The ruins of Pompeii are undoubtedly one of the most significant historical pieces of evidence that give one a remarkably detailed insight into the life of an ancient city, which was once an integral part of the great Roman Empire.
Before being entirely swallowed by the catastrophic eruption of Mount Vesuvius in AD 79, Pompeii was one of the prominent trading centres of the Roman civilisation. The eruption, not only covered the Roman city in volcanic ash and pumice, but also left most of its inhabitants dead.
The site of Pompeii then faded into obscurity until its initial rediscovery in 1599 and then a more prominent and broader rediscovery by Rocque Joaquín de Alcubierre, a Spanish engineer, almost 150 years later in 1748.
One of the most intriguing aspects of Pompeii is the fact that every single artefact from the bygone era has remained visibly untouched and preserved despite the natural calamity— archaeologists attribute this to the lack of air and moisture following the volcanic eruption.
Amidst numerous artefacts and relics unearthed at Pompeii, a seemingly baffling discovery was that of ‘Pompeii Lakshmi,’ an ancient ivory statuette believed to represent the Hindu goddess, Lakshmi.
Yes, you read that right, and if you are scratching your heads wondering about how this statue found its way to the other end of the planet sometime during the dawn of the first- millennium AD, we admit that we are equally dumbfounded as well!
Unearthed by Amedeo Maiuri in 1938, an Italian scholar, besides the Casa dei Quattro stili in a modest dwelling, this statue dates back to the first-century AD and depicts a beautiful feminine figure heavily adorned with jewellery and elaborate coiffure, whose bodily contours have been chiselled in ivory to unmatchable perfection.
While debates over the statuette’s representation has ranged from Lakshmi, the Hindu goddess of fertility, beauty and wealth, and the guardian spirit of Yakshi (based on its iconography) to even a syncretic version of Venus-Sri-Lakshmi from an ancient exchange between Classical Greco-Roman and Indian cultures, it is the former depiction that is widely acknowledged around the world and hence, the nomenclature.
While historical accounts and evidence already lays testimony to the intensity of Indo-Roman trade relations and cross-cultural exchanges that must have occurred between both regions under the reign of Emperor Nero during the first- century AD, this epic discovery only reaffirms this argument, as the statuette is believed to have reached the Roman shores during Emperor Augustus’s time.

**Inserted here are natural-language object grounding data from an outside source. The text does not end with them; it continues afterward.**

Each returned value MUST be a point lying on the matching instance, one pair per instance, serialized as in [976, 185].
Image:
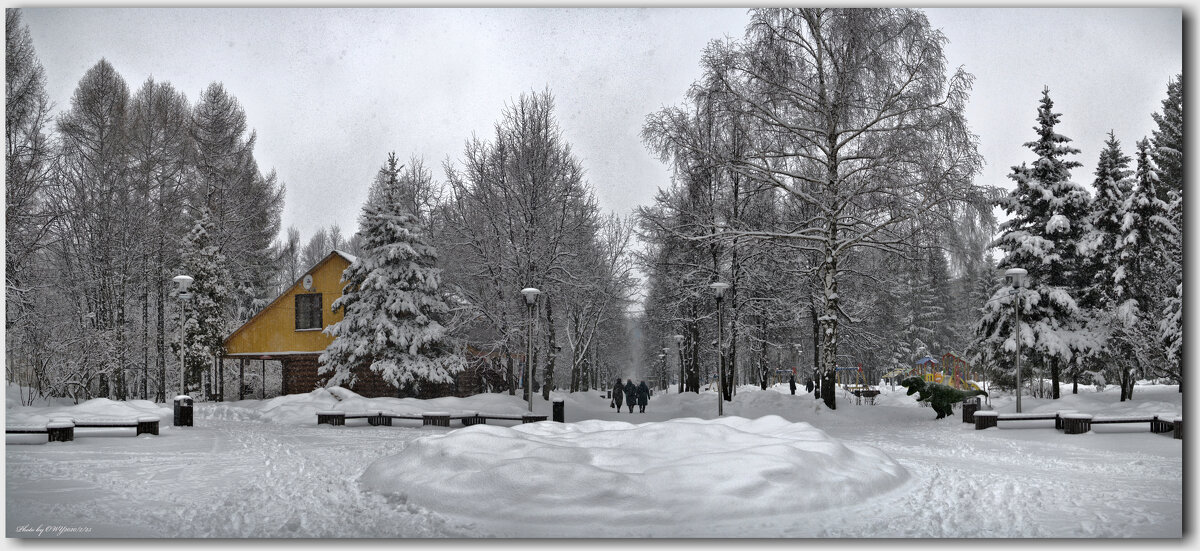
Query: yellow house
[291, 330]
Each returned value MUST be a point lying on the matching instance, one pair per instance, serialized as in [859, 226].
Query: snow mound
[301, 408]
[96, 408]
[565, 478]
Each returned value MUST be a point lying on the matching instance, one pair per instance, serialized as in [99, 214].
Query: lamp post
[666, 375]
[719, 291]
[531, 294]
[679, 347]
[184, 281]
[663, 367]
[1015, 279]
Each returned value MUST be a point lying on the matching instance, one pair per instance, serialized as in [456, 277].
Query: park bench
[1073, 423]
[1078, 424]
[63, 430]
[339, 418]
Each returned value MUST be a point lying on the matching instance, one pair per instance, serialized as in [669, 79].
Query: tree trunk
[547, 378]
[693, 351]
[1055, 373]
[829, 319]
[508, 370]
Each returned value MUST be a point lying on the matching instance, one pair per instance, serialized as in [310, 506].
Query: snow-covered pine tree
[1140, 285]
[1099, 249]
[205, 315]
[1048, 214]
[1168, 156]
[393, 307]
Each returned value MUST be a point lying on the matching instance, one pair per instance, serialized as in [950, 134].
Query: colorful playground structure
[952, 371]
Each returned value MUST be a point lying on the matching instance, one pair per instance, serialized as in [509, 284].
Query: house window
[309, 311]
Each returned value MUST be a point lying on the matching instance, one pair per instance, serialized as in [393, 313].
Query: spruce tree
[204, 316]
[1141, 283]
[393, 307]
[1048, 219]
[1099, 249]
[1168, 157]
[1113, 187]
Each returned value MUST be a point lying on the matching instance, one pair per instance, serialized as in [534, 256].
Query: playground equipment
[961, 375]
[853, 381]
[952, 371]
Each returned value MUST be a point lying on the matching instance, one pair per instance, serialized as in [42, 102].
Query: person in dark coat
[643, 396]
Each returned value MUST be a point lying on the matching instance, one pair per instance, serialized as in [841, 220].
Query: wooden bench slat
[1121, 419]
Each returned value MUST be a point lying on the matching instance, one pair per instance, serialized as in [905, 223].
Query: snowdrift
[655, 479]
[95, 408]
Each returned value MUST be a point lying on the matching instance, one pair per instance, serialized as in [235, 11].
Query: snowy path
[238, 474]
[231, 479]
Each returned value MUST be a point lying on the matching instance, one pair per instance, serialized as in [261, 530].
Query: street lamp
[666, 377]
[184, 282]
[531, 300]
[1015, 279]
[719, 291]
[679, 347]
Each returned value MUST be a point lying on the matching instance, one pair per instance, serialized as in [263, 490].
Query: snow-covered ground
[777, 466]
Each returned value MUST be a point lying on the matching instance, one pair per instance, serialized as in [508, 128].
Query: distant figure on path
[643, 396]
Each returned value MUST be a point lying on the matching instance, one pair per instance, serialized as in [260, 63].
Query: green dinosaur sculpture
[939, 395]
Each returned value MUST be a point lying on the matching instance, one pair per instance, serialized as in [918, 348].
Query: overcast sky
[331, 91]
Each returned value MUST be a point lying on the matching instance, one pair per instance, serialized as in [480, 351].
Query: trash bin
[559, 411]
[184, 411]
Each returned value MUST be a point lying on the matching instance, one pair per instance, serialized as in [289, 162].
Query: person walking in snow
[643, 396]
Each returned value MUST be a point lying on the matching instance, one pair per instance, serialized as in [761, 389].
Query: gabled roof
[345, 256]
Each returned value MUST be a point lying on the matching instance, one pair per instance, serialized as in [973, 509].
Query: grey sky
[331, 91]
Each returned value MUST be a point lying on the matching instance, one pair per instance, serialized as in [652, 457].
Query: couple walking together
[631, 394]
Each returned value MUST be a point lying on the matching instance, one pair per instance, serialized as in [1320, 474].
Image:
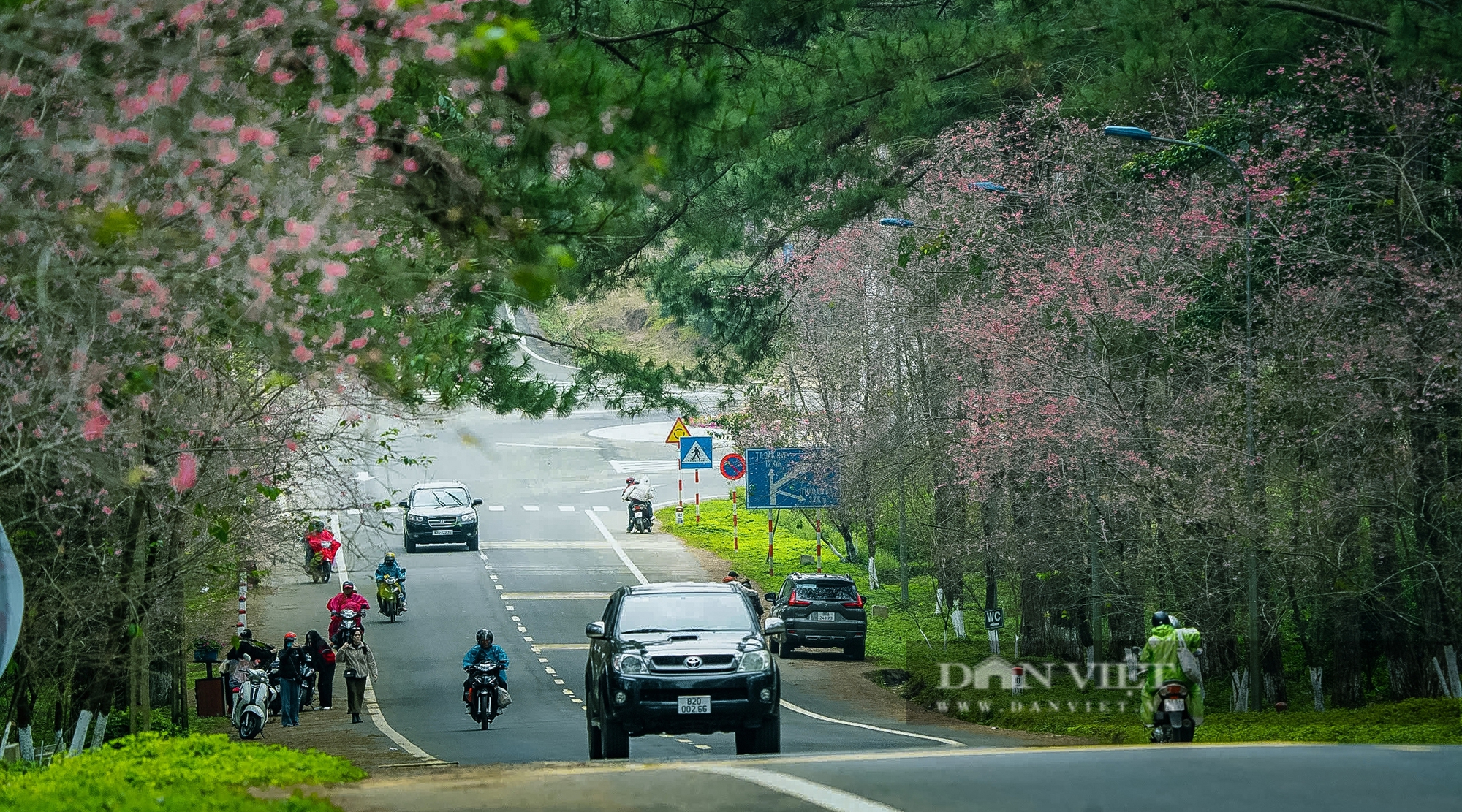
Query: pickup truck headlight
[755, 659]
[629, 664]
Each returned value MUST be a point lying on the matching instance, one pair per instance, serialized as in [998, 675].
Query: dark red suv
[819, 611]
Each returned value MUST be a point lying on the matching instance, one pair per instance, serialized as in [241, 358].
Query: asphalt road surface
[553, 548]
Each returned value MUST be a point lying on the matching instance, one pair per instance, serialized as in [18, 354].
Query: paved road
[548, 563]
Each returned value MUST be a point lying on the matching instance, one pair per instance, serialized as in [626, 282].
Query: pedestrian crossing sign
[695, 452]
[678, 431]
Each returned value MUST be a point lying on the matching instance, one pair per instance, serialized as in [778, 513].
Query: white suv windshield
[444, 497]
[707, 611]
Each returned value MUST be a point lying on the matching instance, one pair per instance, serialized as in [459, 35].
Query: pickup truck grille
[672, 694]
[678, 662]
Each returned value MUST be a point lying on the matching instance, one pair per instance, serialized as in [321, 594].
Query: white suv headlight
[755, 659]
[629, 664]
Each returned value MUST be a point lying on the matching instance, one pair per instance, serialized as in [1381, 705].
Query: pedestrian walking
[322, 659]
[357, 662]
[295, 669]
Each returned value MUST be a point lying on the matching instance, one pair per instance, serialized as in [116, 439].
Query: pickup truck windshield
[447, 497]
[683, 612]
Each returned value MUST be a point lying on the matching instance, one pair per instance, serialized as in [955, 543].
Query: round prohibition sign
[733, 466]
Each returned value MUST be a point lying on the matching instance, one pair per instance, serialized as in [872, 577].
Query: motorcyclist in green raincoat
[1160, 659]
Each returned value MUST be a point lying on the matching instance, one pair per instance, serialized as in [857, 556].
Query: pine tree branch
[1325, 15]
[603, 39]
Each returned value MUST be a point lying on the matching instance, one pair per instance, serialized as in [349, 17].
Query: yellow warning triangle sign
[678, 431]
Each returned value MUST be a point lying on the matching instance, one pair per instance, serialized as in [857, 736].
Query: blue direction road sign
[695, 452]
[792, 478]
[733, 466]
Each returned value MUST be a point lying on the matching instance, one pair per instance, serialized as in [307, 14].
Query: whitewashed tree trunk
[80, 735]
[99, 732]
[1241, 700]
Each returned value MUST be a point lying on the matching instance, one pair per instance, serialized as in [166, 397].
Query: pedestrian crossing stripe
[678, 431]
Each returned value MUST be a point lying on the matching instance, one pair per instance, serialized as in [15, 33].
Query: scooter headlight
[755, 659]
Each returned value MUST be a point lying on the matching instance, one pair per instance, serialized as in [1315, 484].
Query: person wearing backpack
[357, 662]
[322, 659]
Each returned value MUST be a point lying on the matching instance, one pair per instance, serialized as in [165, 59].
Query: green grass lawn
[175, 775]
[913, 639]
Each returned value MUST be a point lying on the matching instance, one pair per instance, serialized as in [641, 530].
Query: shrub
[175, 775]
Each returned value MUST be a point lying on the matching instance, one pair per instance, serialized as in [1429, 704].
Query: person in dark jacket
[295, 669]
[322, 659]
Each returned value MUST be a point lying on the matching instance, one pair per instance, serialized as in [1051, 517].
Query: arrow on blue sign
[793, 478]
[695, 452]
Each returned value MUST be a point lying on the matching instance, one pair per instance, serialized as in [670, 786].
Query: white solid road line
[619, 551]
[812, 792]
[910, 734]
[537, 446]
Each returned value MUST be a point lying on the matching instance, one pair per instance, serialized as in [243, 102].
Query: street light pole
[1251, 462]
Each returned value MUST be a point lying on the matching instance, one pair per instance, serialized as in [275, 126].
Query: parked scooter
[641, 517]
[486, 696]
[1173, 719]
[252, 702]
[388, 593]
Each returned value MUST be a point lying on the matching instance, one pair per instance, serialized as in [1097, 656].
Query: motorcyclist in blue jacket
[390, 567]
[485, 652]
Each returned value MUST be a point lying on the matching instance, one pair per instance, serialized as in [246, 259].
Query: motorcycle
[388, 593]
[486, 694]
[252, 702]
[350, 621]
[1173, 721]
[641, 517]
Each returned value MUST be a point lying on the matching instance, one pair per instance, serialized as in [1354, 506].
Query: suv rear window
[828, 592]
[700, 611]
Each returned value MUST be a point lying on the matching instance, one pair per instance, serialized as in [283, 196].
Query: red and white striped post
[771, 569]
[243, 601]
[818, 525]
[736, 532]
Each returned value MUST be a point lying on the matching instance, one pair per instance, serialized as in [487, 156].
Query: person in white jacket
[634, 493]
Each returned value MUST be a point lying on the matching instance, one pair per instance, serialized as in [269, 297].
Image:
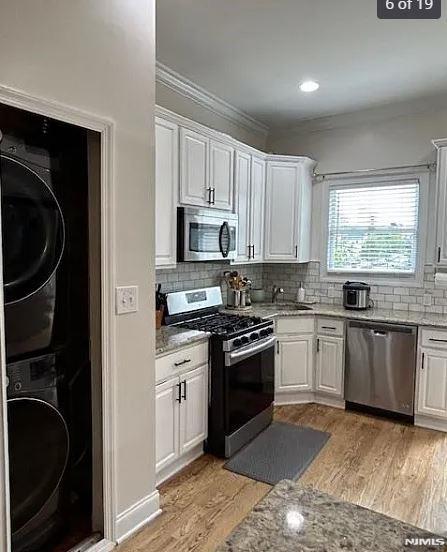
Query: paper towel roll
[441, 279]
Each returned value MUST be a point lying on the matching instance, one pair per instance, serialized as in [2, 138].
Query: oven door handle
[249, 350]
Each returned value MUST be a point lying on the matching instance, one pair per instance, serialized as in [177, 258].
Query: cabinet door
[194, 408]
[329, 365]
[242, 204]
[432, 383]
[294, 364]
[167, 436]
[166, 184]
[281, 212]
[194, 175]
[221, 175]
[441, 180]
[257, 203]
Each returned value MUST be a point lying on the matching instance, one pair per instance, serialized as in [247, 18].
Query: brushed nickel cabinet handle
[182, 362]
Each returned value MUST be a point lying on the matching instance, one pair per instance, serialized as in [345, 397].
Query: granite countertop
[296, 518]
[170, 338]
[269, 310]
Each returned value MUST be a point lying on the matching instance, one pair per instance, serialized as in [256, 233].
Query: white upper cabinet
[288, 210]
[194, 168]
[221, 175]
[166, 184]
[441, 179]
[257, 203]
[249, 205]
[206, 171]
[242, 172]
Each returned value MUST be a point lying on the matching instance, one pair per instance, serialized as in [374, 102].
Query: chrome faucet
[275, 292]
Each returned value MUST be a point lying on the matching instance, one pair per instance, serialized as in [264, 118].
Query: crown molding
[180, 84]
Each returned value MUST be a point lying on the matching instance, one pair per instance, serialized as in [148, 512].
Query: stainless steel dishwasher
[380, 363]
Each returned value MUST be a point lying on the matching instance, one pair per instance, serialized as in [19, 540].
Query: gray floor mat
[282, 451]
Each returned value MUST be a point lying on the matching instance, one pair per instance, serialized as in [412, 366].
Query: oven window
[204, 238]
[250, 388]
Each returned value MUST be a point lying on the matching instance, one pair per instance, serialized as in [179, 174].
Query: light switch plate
[126, 299]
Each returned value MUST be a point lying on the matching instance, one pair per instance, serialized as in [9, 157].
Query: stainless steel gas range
[242, 371]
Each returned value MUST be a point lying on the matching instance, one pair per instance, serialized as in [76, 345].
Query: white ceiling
[253, 54]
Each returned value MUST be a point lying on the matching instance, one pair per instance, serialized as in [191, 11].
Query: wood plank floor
[395, 469]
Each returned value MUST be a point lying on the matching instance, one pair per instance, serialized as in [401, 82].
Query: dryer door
[33, 230]
[38, 455]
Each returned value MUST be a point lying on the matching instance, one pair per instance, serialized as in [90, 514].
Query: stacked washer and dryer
[39, 303]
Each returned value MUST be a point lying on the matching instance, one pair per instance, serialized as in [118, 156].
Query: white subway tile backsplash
[402, 297]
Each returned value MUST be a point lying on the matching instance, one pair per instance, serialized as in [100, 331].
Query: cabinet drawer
[330, 326]
[299, 325]
[434, 338]
[180, 361]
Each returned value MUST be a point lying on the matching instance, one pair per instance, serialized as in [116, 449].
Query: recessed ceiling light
[309, 86]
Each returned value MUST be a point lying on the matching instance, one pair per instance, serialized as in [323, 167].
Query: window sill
[391, 280]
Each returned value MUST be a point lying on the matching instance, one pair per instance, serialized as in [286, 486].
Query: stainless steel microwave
[206, 234]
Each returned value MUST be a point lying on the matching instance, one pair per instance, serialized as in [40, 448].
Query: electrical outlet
[126, 299]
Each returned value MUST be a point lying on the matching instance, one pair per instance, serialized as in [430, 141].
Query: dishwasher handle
[381, 330]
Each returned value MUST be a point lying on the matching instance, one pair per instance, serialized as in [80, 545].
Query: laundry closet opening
[51, 244]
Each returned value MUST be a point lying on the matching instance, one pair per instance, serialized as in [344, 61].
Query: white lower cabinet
[181, 414]
[329, 365]
[294, 364]
[193, 409]
[167, 426]
[432, 383]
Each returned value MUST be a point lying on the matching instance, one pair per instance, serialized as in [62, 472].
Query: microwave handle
[224, 229]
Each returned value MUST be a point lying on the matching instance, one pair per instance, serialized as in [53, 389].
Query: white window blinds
[373, 228]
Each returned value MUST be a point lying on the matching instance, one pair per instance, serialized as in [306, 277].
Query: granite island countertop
[171, 338]
[269, 310]
[294, 518]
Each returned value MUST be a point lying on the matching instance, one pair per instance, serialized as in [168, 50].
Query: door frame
[106, 128]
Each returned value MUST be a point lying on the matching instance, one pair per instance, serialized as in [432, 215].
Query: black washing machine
[33, 245]
[39, 446]
[44, 190]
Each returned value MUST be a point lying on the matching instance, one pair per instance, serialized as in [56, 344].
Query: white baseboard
[327, 400]
[103, 545]
[301, 397]
[179, 464]
[428, 422]
[137, 516]
[284, 399]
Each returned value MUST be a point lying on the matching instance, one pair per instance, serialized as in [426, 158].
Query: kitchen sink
[282, 306]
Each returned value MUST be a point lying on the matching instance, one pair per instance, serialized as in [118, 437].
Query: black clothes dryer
[38, 451]
[33, 244]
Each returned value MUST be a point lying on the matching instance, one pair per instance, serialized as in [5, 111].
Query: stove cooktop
[226, 325]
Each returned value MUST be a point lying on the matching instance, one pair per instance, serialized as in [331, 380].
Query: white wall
[383, 137]
[98, 56]
[170, 99]
[375, 138]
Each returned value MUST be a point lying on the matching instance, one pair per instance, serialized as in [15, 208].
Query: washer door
[33, 230]
[38, 455]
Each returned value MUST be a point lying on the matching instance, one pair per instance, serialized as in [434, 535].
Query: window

With a hole boring down from the top of her head and supported by two child attendants, who face outward on each side, holding cosmetics containers, a popular theory is that the sculpture could have originally formed the handle of a mirror.
The inscription of the letter ‘si’ on the statuette’s base in Kharosthi, a common script from northwest India, along with the figurine’s elaborate bejewelled disposition has lead many researchers and archaeologists to invariably identify the figure as Sri Lakshmi, the goddess of beauty, prosperity, and abundance.
There are many theories and assumptions regarding its origins. Right from its production— which is believed to have ensued initially in Mathura and also Bhokardan—since two similarly sculptured figurines were unearthed from the town in Maharashtra.
However, the Kharosthi inscription at the base points to Mehendale and also that, she must have been originated somewhere from the northwestern regions of India, Pakistan, or even Afghanistan. Going by the time period, an alternative theory seemingly links its production to Gandhara and the Begram ivories from the first-century AD.
Yet another fascinating aspect of the statuette is that her features closely resemble female figures featured across Buddhist monuments at prominent sites like Bharhut (late second- century BC) and Sanchi (50-25 BC) in central India as well as Karle (50-75 AD) in western India.
The elaborate conical earrings adorned by her also bear semblance to ones depicted on terracotta figurines prominent in eastern India during the third and second centuries BC, and a shell replica of the same was discovered at the site of Kausambi in northern India.
Today, Pompeii Lakshmi rests at the Secret Museum gallery of the National Archaeological Museum of Naples in Italy and continues to mesmerise a great number of visitors every single day as the silent witness to many epic episodes from the world history.
But what makes this small figurine a rare relic from an ancient past is how she travelled great distances to survive a catastrophic disaster and tests of time to become the sole testament of the thriving trade exchange that happened between India and the Roman Empire over two millennia ago.